In [1]:
%load_ext autoreload
%autoreload 2

In [2]:
import os
import re
import random
from pathlib import Path
import time
import dotenv
import warnings
import datetime

from tqdm import tqdm
import numpy as np
import pandas as pd
import seaborn as sns
import matplotlib.pyplot as plt

from mp_api.client import MPRester
from pymatgen.core import Structure
from pymatgen.symmetry.analyzer import SpacegroupAnalyzer
from ase.visualize import view

warnings.filterwarnings("ignore")

In [3]:
dir_mp = Path(".")

# 1. Materials Project

Save your materials project API key in a .env file in the same directory as this notebook.

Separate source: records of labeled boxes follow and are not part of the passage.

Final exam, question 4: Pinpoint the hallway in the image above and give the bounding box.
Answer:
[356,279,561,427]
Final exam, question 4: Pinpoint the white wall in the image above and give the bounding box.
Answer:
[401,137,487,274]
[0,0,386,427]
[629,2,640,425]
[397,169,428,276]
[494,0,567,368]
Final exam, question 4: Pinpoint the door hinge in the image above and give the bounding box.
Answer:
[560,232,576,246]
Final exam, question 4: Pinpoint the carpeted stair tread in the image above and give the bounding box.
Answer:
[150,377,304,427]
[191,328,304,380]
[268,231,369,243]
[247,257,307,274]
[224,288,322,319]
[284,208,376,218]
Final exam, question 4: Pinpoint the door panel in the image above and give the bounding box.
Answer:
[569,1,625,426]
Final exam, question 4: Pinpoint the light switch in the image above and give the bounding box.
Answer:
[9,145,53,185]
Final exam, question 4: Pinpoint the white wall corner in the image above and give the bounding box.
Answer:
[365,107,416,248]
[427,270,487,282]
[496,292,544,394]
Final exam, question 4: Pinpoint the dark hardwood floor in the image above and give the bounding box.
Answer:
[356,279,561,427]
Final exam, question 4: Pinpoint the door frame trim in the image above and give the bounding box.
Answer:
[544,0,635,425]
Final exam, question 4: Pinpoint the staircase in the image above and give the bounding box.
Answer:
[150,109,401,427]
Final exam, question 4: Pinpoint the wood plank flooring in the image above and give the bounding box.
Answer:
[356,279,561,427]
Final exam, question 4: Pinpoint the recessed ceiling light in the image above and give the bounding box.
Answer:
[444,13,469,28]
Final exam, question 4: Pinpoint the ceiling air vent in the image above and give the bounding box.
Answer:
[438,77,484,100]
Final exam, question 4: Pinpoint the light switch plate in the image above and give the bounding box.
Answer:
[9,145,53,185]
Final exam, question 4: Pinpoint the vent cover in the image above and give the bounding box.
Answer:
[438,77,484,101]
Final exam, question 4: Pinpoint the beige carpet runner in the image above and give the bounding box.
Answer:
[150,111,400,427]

The file should look like this:

```
MP_API_KEY=your_api_key
```

In [None]:
dotenv.load_dotenv()
MP_API_KEY = os.getenv("MP_API_KEY")

### 1.1 Retrieving created_at from the Materials Project API

`created_at` is only available in the `mpr.materials.search`, so we will use this function to retrieve the registration date of the materials.

In [None]:
with MPRester(MP_API_KEY) as mpr:
    total_docs = mpr.materials.search(
        num_sites=[0, 40],
        fields=[
            "material_id",
            "created_at",
        ],
    )

In [None]:
data = []
for doc in total_docs:
    data.append(
        {
            "material_id": doc.material_id,
            "created_at": doc.created_at,
        }
    )
df_mp_created_at = pd.DataFrame(data)
# remove duplicates
df_mp_created_at = df_mp_created_at.drop_duplicates(subset=["material_id"])
# save to csv
df_mp_created_at.to_csv(dir_mp / "mp-created-at.csv", index=False)

### 1.2. Donwload snapshot with constraints of num_sites <= 40 and energy convex hull <= 0.25 eV and experimental = True

In [None]:
with MPRester(MP_API_KEY) as mpr:
    docs = mpr.summary.search(
        num_sites=[0, 40],
        energy_above_hull=[0, 0.25],
        theoretical=False,
        fields=[
            "material_id",
            "structure",
            "energy_above_hull",
            "band_gap",
            "theoretical",
        ],
    )

In [None]:
excluded_gas_list = [
    "H",
    "He",
    "N",
    "O",
    "F",
    "Ne",
    "Cl",
    "Ar",
    "Kr",
    "Xe",
    "Rn",
    "Fr",
    "Og",
]

In [None]:
data = []
for doc in tqdm(docs):
    st = doc.structure
    elements = [elmt.symbol for elmt in st.composition.elements]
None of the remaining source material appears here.